(dissenting):
I dissent.
In this special court-martial case, trial counsel was seeking to lay a foundation for introducing the knife into evidence. In seeking to establish the chain of custody, the inadmissible testimony was elicited. The knife was not admitted so the legal officer’s statement that the accused admitted he had a knife was the only evidence which was. erroneously placed before the court-martial, and that error was rendered harmless by the subsequent pretrial confession of the accused in which he went far beyond the mere admission of the possession of a dangerous weapon.

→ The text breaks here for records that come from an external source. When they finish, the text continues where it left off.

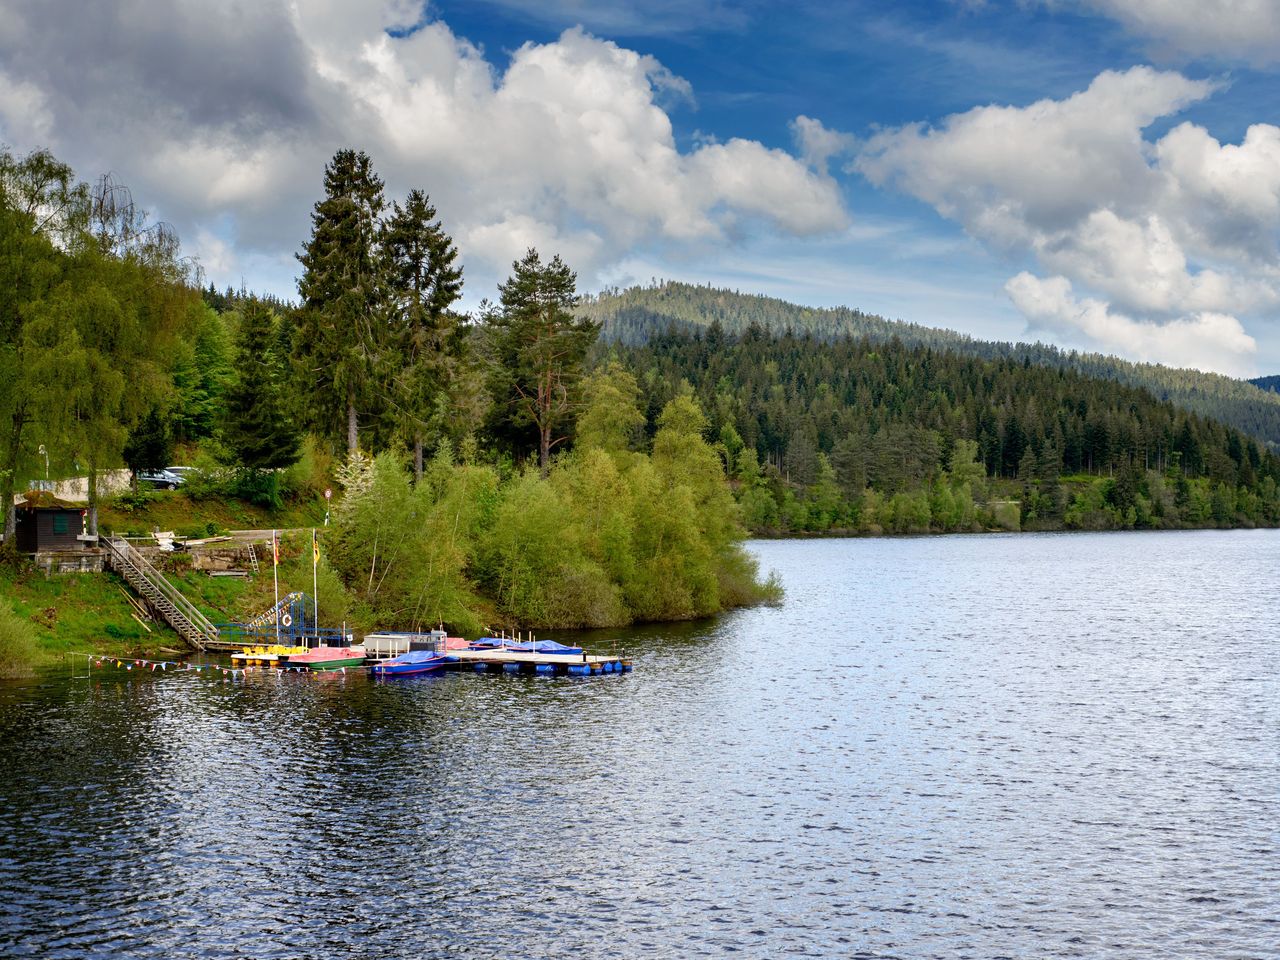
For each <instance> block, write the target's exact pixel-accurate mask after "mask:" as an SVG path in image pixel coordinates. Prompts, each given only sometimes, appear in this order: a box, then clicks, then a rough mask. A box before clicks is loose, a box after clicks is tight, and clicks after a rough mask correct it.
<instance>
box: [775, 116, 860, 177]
mask: <svg viewBox="0 0 1280 960" xmlns="http://www.w3.org/2000/svg"><path fill="white" fill-rule="evenodd" d="M791 136H792V137H794V138H795V141H796V146H797V147H799V148H800V156H803V157H804V159H805V163H808V164H809V165H810V166H812V168H813V169H815V170H818V172H819V173H823V174H826V173H827V164H828V163H829V161H831V160H833V159H835V157H840V156H851V155H852V152H854V151H855V150H856V148H858V138H856V137H854V136H852V134H851V133H841V132H840V131H833V129H831V128H829V127H826V125H824V124H823V123H822V120H815V119H814V118H812V116H804V115H801V116H797V118H795V119H794V120H792V122H791Z"/></svg>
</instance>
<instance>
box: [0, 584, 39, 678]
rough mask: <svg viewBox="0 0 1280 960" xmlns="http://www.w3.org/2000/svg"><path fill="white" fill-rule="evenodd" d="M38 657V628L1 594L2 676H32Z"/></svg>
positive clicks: (3, 676)
mask: <svg viewBox="0 0 1280 960" xmlns="http://www.w3.org/2000/svg"><path fill="white" fill-rule="evenodd" d="M38 659H40V650H38V648H37V645H36V628H35V627H33V626H32V625H31V621H28V620H23V617H20V616H19V614H18V612H17V611H15V609H14V608H13V605H12V604H10V603H9V600H8V599H5V598H3V596H0V678H9V677H24V676H31V673H32V668H33V667H35V666H36V663H37V662H38Z"/></svg>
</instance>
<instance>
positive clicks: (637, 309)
mask: <svg viewBox="0 0 1280 960" xmlns="http://www.w3.org/2000/svg"><path fill="white" fill-rule="evenodd" d="M579 310H580V312H581V314H582V315H585V316H588V317H590V319H591V320H595V321H599V323H600V324H602V332H600V338H602V340H604V342H607V343H622V344H626V346H639V344H641V343H644V342H645V340H648V338H649V337H652V335H653V334H655V333H666V332H667V330H669V329H675V330H678V332H687V333H699V332H705V330H708V329H710V328H712V326H713V325H716V324H718V325H719V328H721V329H722V330H723V332H724V333H726V334H728V335H737V334H741V333H745V332H746V330H748V328H750V326H751V325H753V324H754V325H758V326H760V328H764V329H767V330H771V332H774V333H782V332H785V330H791V332H792V333H795V334H809V335H813V337H817V338H819V339H826V340H835V339H842V338H846V337H847V338H854V339H860V338H867V339H869V340H873V342H881V340H891V339H893V338H897V339H900V340H901V342H902V343H904V344H906V346H923V347H931V348H933V349H947V351H955V352H959V353H965V355H969V356H977V357H982V358H987V360H996V358H1011V360H1015V361H1029V362H1032V364H1037V365H1041V366H1051V367H1057V369H1068V370H1075V371H1078V372H1082V374H1084V375H1087V376H1096V378H1100V379H1105V380H1114V381H1116V383H1121V384H1125V385H1130V387H1142V388H1146V389H1147V390H1149V392H1151V393H1152V394H1153V396H1155V397H1156V398H1157V399H1167V401H1170V402H1171V403H1175V404H1176V406H1179V407H1183V408H1184V410H1189V411H1192V412H1196V413H1199V415H1201V416H1207V417H1211V419H1213V420H1220V421H1221V422H1224V424H1228V425H1230V426H1234V428H1236V429H1239V430H1243V431H1244V433H1247V434H1249V435H1251V436H1256V438H1257V439H1260V440H1262V442H1265V443H1266V444H1267V445H1268V447H1271V448H1272V449H1277V448H1280V393H1275V392H1272V390H1268V389H1265V385H1262V384H1258V383H1256V381H1249V380H1238V379H1235V378H1231V376H1226V375H1224V374H1207V372H1203V371H1199V370H1192V369H1185V367H1169V366H1162V365H1160V364H1139V362H1133V361H1128V360H1121V358H1119V357H1114V356H1110V355H1105V353H1087V352H1079V351H1069V349H1062V348H1060V347H1055V346H1052V344H1046V343H1039V342H1037V343H1023V342H1019V343H1010V342H1007V340H980V339H977V338H974V337H970V335H968V334H963V333H959V332H956V330H948V329H946V328H940V326H927V325H923V324H918V323H909V321H905V320H887V319H884V317H882V316H877V315H874V314H867V312H864V311H861V310H858V308H854V307H806V306H801V305H797V303H791V302H788V301H785V300H780V298H777V297H768V296H764V294H753V293H741V292H737V291H730V289H723V288H716V287H710V285H705V287H700V285H695V284H689V283H680V282H673V280H668V282H660V283H657V284H652V285H648V287H640V285H637V287H630V288H627V289H608V291H603V292H600V293H599V294H595V296H588V297H584V298H582V302H581V305H580V307H579ZM1275 379H1277V378H1260V380H1275ZM1272 389H1274V388H1272Z"/></svg>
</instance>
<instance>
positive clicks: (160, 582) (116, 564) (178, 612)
mask: <svg viewBox="0 0 1280 960" xmlns="http://www.w3.org/2000/svg"><path fill="white" fill-rule="evenodd" d="M102 545H104V547H105V548H106V562H108V564H109V566H110V567H111V570H114V571H115V572H116V573H119V575H120V576H122V577H124V580H125V581H127V582H128V584H129V586H132V588H133V589H134V590H136V591H137V594H138V595H140V596H142V599H145V600H146V602H147V604H148V605H150V607H151V609H154V611H155V612H156V616H159V617H161V618H163V620H164V621H165V622H166V623H168V625H169V626H172V627H173V628H174V630H175V631H177V634H178V636H180V637H182V639H183V640H186V641H187V643H188V644H191V645H192V646H195V648H196V649H197V650H204V649H205V644H207V643H211V641H214V640H218V627H215V626H214V625H212V623H211V622H210V621H209V618H207V617H206V616H205V614H204V613H201V612H200V611H198V609H196V607H195V604H192V603H191V600H188V599H187V598H186V596H183V595H182V591H180V590H178V588H175V586H174V585H173V584H170V582H169V581H168V580H165V577H164V575H163V573H161V572H160V571H159V570H156V568H155V567H152V566H151V563H150V562H148V561H147V558H146V557H143V556H142V554H141V553H138V552H137V550H136V549H134V548H133V544H131V543H129V541H128V540H124V539H123V538H119V536H108V538H104V539H102Z"/></svg>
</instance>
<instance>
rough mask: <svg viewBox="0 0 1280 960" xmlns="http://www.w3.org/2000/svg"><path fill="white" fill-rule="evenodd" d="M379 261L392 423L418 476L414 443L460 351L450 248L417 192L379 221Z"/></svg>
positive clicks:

Some time after the aforementioned colloquy, the accused was interrogated by an investigating officer — not the legal officer. He was fully advised of his rights under Article 31, he averred he understood them, and he does noti now contend he was not informed fully and adequately. Notwithstanding the warning, he voluntarily admitted drawing, opening, and brandishing the knife before the victim. The voluntariness or illegality of the confession is not asserted as there is not one iota of evidence from which it can be gleaned that the confession to the investigating officer was involuntary or that it was the product of the prior statements made to the legal officer. In United States v Dutcher, 7 USCMA 439, 22 CMR 229, and United States v Green, 7 USCMA 539, 23 CMR 3, we considered the possibility of prior searches, or statements not legalized by compliance with Article 31 of the Code inducing a subsequent confession. Here the accused did not make an issue of unlawful inducement of the subsequent confession, and in the former case, the Chief Judge, in his opinion concurred in by Judge Ferguson, used the following language:
“. . . The accused himself did not testify as to the reasons which induced him to confess. Referring to a like failure to testify, Judge Bros-man, writing for a unanimous Court in United States v Howell, 5 USCMA 664, 667, 18 CMR 288, said: ‘Certainly the accused — who must have known better than others — did not suggest that he was induced to speak because of anything said by Fincher. He said nothing at all on the subject— nor did any other witness.’ ”
Not only did the accused fail to speak in this instance, but, as previously mentioned, there is no evidence or contention that the confession was involuntary or in any way induced by the prior disclosure. I, therefore, find no reason to disregard his own version of the incident.
In addition to the confession of the accused, there is conclusive competent evidence that the accused possessed a knife at the time in question. The victim testified fully about the assault with the knife, and his testimony was *446corroborated by a disinterested third party. Their testimony was clear, positive, and consistent, and 'it was, in no way weakened by any rebutting testimony. With that mass of uncontested facts, I am convinced that the erroneous reception of the admission that the accused had a knife in his locker was so insignificant that it had absolutely no impact on the minds of the court-martial members and that, when it is disregarded, no reasonable person could consider the remaining testimony and honestly return any finding other than guilty.
I would affirm the decision of the board of review.